L'assenza di Francesco al concerto viene spiegata con il fatto che il nuovo Papa non ama presenziare ad un certo tipo di occasioni e appuntamenti, come i concerti, che non gli sono congeniali. Il concerto, nell'aula Paolo VI in Vaticano, è organizzato dal Pontificio consiglio per la nuova evangelizzazione ed ha in programma musiche di Beethoven, eseguite dall'Orchestra sinfonica nazionale della Rai (diretta dal Maestro Juraj Valcuha) e dal coro dell'Accademia nazionale di Santa Cecilia (diretto dal Maestro Ciro Visco).
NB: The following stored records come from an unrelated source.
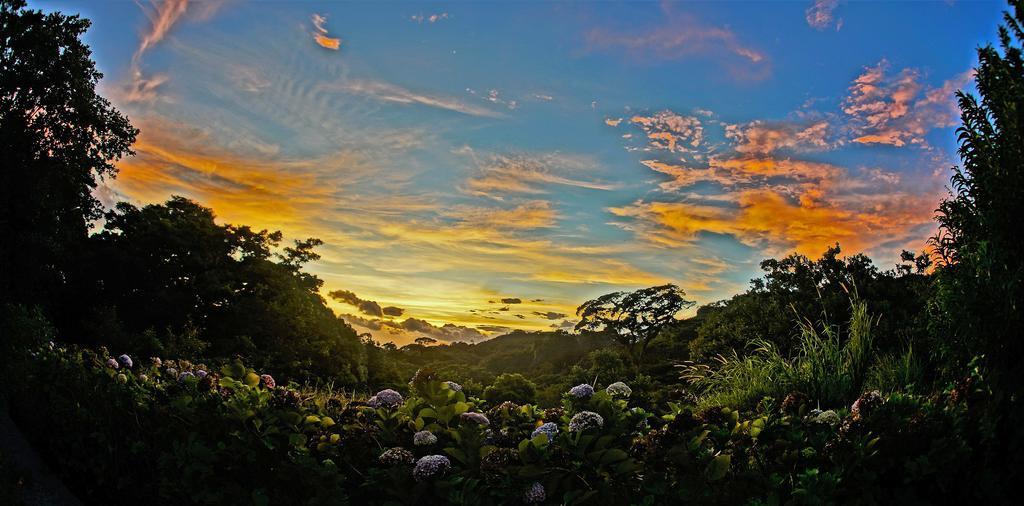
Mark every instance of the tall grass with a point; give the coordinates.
(830, 364)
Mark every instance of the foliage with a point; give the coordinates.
(511, 386)
(634, 319)
(58, 139)
(182, 432)
(976, 309)
(981, 272)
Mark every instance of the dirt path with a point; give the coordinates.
(32, 482)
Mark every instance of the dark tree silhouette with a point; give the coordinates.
(425, 341)
(57, 138)
(634, 318)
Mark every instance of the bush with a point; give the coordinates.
(511, 386)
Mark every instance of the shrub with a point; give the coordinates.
(511, 386)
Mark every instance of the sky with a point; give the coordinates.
(474, 168)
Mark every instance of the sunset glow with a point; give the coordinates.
(474, 168)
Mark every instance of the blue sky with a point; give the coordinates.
(455, 155)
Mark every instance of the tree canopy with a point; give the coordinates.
(58, 139)
(634, 318)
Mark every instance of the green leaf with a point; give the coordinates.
(457, 454)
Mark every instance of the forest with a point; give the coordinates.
(154, 354)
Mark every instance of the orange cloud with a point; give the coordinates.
(763, 137)
(534, 214)
(668, 130)
(730, 172)
(321, 34)
(397, 94)
(821, 13)
(683, 36)
(765, 218)
(529, 174)
(898, 110)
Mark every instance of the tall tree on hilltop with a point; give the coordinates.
(980, 278)
(57, 138)
(979, 297)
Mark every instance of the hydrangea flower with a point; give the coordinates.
(619, 389)
(267, 380)
(549, 429)
(829, 417)
(582, 391)
(396, 456)
(385, 398)
(586, 420)
(430, 466)
(424, 438)
(535, 494)
(475, 417)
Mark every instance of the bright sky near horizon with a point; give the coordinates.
(479, 167)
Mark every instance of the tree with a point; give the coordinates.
(511, 386)
(58, 139)
(797, 288)
(163, 271)
(634, 318)
(980, 293)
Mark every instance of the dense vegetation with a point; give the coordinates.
(828, 380)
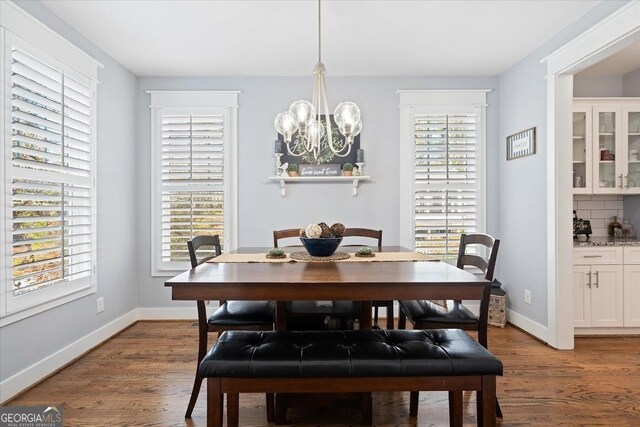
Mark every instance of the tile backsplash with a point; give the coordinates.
(599, 209)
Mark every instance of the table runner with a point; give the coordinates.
(380, 256)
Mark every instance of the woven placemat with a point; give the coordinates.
(304, 256)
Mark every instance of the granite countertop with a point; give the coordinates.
(605, 241)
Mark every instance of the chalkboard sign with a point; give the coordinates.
(319, 170)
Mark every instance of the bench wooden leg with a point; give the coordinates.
(366, 407)
(498, 409)
(413, 403)
(402, 320)
(214, 403)
(486, 405)
(233, 409)
(281, 408)
(390, 316)
(455, 408)
(270, 401)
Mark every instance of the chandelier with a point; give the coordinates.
(306, 118)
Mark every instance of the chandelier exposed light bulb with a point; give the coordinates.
(286, 125)
(307, 119)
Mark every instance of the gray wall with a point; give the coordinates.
(631, 83)
(28, 341)
(523, 182)
(597, 86)
(261, 207)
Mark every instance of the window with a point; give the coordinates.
(193, 151)
(48, 154)
(442, 154)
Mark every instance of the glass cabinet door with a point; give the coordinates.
(581, 151)
(606, 176)
(632, 150)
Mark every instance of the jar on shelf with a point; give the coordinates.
(613, 226)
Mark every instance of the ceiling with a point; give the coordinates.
(279, 38)
(617, 64)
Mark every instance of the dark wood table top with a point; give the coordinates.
(326, 281)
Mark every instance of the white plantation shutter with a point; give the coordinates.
(192, 181)
(445, 182)
(192, 152)
(47, 151)
(442, 156)
(51, 175)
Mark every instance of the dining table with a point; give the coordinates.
(320, 281)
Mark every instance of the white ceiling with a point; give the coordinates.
(617, 64)
(279, 38)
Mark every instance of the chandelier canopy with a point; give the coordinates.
(306, 118)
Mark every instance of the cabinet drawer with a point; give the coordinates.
(597, 255)
(632, 255)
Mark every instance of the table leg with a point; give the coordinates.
(365, 315)
(281, 315)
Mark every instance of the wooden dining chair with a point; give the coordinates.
(374, 234)
(230, 315)
(429, 315)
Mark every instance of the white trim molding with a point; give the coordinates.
(611, 35)
(50, 364)
(22, 24)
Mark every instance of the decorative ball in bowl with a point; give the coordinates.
(321, 246)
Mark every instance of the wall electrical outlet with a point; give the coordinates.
(100, 305)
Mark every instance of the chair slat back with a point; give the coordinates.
(200, 241)
(486, 265)
(365, 232)
(284, 234)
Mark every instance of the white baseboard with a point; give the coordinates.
(528, 325)
(45, 367)
(168, 313)
(582, 332)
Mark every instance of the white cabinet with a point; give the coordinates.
(606, 146)
(582, 150)
(606, 287)
(598, 296)
(632, 286)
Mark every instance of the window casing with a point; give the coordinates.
(442, 159)
(48, 154)
(193, 173)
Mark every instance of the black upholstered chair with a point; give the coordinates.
(244, 315)
(428, 315)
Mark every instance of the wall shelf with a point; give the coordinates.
(283, 180)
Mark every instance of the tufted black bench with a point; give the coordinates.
(349, 361)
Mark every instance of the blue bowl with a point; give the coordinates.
(321, 246)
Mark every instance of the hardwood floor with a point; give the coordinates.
(144, 375)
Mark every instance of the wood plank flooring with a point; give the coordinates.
(144, 375)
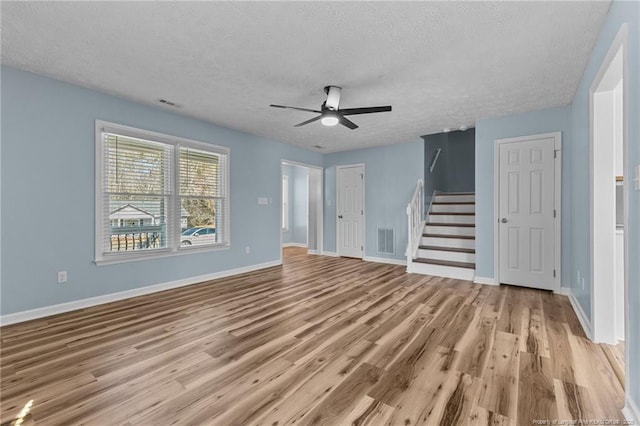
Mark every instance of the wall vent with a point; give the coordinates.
(385, 241)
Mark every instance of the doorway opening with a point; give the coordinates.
(301, 206)
(608, 204)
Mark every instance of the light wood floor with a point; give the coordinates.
(318, 341)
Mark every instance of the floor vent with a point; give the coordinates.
(385, 241)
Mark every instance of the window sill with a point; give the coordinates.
(157, 254)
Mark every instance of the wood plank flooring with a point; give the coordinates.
(318, 341)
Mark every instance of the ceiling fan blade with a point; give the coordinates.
(299, 109)
(348, 123)
(366, 110)
(308, 121)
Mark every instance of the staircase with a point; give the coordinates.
(447, 245)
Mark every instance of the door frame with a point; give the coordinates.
(557, 136)
(320, 211)
(602, 324)
(364, 209)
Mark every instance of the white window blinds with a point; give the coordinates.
(203, 197)
(158, 194)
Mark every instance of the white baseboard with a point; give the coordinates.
(294, 245)
(484, 280)
(113, 297)
(631, 412)
(385, 260)
(582, 317)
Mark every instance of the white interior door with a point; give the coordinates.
(350, 211)
(526, 213)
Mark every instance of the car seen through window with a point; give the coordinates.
(198, 235)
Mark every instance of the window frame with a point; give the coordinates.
(173, 217)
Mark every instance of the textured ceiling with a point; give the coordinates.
(439, 64)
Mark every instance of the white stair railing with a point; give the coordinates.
(415, 222)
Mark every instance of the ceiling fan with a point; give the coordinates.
(330, 115)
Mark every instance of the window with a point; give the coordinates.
(157, 194)
(285, 202)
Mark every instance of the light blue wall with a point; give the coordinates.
(47, 181)
(619, 13)
(391, 173)
(487, 131)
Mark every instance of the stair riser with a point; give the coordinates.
(454, 198)
(447, 255)
(443, 218)
(453, 208)
(443, 271)
(447, 242)
(449, 230)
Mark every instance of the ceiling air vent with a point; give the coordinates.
(169, 103)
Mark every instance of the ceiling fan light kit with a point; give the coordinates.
(330, 114)
(330, 120)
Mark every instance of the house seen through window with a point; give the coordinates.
(158, 194)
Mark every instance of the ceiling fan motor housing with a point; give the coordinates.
(333, 97)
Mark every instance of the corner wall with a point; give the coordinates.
(620, 12)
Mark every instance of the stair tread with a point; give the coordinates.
(464, 237)
(441, 248)
(445, 263)
(455, 213)
(455, 193)
(454, 202)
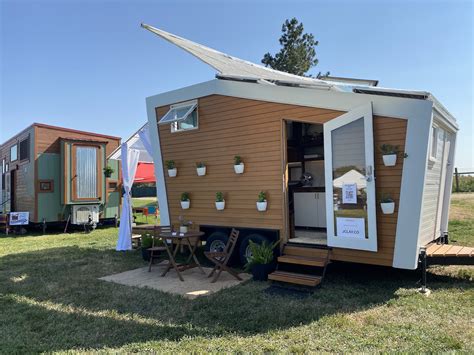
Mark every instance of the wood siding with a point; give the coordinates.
(231, 126)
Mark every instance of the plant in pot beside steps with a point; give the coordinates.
(220, 202)
(185, 201)
(171, 166)
(201, 168)
(238, 165)
(389, 154)
(262, 261)
(262, 201)
(387, 204)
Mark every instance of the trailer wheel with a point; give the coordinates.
(216, 242)
(244, 249)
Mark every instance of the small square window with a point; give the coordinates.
(14, 153)
(46, 186)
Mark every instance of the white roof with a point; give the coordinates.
(134, 142)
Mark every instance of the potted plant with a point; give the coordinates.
(108, 171)
(184, 224)
(185, 201)
(261, 262)
(389, 154)
(387, 204)
(238, 165)
(262, 201)
(220, 202)
(172, 171)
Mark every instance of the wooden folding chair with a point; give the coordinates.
(220, 259)
(156, 250)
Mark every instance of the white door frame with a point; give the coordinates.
(370, 243)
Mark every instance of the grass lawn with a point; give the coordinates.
(52, 301)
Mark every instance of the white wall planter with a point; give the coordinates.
(387, 207)
(172, 172)
(389, 159)
(201, 171)
(262, 206)
(239, 169)
(220, 205)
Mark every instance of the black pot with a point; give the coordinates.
(146, 254)
(260, 271)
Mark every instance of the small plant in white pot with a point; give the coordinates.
(172, 171)
(389, 154)
(184, 224)
(185, 201)
(387, 204)
(220, 202)
(238, 165)
(262, 201)
(201, 168)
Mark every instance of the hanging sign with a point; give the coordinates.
(350, 227)
(19, 218)
(349, 193)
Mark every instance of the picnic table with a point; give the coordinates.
(173, 241)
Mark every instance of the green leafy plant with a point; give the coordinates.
(261, 254)
(108, 171)
(386, 198)
(219, 196)
(388, 149)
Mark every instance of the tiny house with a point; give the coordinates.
(56, 174)
(317, 149)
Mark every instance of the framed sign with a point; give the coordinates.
(350, 227)
(19, 218)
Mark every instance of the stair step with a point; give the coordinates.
(305, 251)
(295, 278)
(302, 260)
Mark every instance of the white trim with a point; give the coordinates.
(369, 244)
(410, 208)
(161, 193)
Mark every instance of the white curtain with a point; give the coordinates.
(145, 138)
(130, 159)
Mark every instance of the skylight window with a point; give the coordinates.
(179, 113)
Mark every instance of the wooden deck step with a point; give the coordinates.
(302, 260)
(295, 278)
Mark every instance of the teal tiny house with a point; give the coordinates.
(56, 173)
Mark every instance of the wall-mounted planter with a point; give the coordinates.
(220, 205)
(389, 159)
(387, 207)
(201, 171)
(239, 169)
(262, 206)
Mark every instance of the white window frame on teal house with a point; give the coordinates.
(182, 116)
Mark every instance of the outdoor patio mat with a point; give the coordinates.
(195, 283)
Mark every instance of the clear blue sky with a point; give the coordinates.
(88, 64)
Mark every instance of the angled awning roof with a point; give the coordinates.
(232, 67)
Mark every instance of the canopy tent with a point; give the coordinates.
(135, 151)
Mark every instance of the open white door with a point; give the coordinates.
(350, 182)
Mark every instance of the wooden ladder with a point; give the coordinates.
(309, 258)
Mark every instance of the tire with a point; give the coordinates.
(244, 249)
(216, 241)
In particolare la sinfonia numero  9 in D minore opera125 di Ludwig van Beethoven. Era previsto che al termine dell'esecuzione, il Papa si rivolgesse ai partecipanti con un discorso. Ieri si è svolto il primo incontro tra il Papa che viene "dalla fine del mondo" e i nunzi che, ha ricordato nel suo saluto il segretario di Stato cardinale Tarcisio Bertone, sono talora definiti «gli occhi e le orecchie» del Pontefice nel mondo. L'udienza a 108 nunzi in servizio e 40 emeriti, nella Sala Clementina, è un appuntamento in calendario per l'Anno della fede, ereditato da papa Francesco, che però ne approfitta per dare la sua impronta all'incontro: dona a tutti una croce pettorale d'argento, per cui è presumibile che d'ora in poi tutti i rappresentanti pontifici nel mondo non indosseranno più quella d'oro, allineandosi  allo standard di sobrietà del papa latinoamericano. Ieri Bergoglio ha fatto una introduzione a braccio al discorso scritto, per spiegare che le cose che dice le dice «con il cuore», che ritiene «essenziale» il «rapporto personale» tra loro e il «vescovo di Roma»: «davvero c'è la Segreteria di Stato che ci aiuta, ma il rapporto personale è importante e dobbiamo farlo, da ambedue le parti».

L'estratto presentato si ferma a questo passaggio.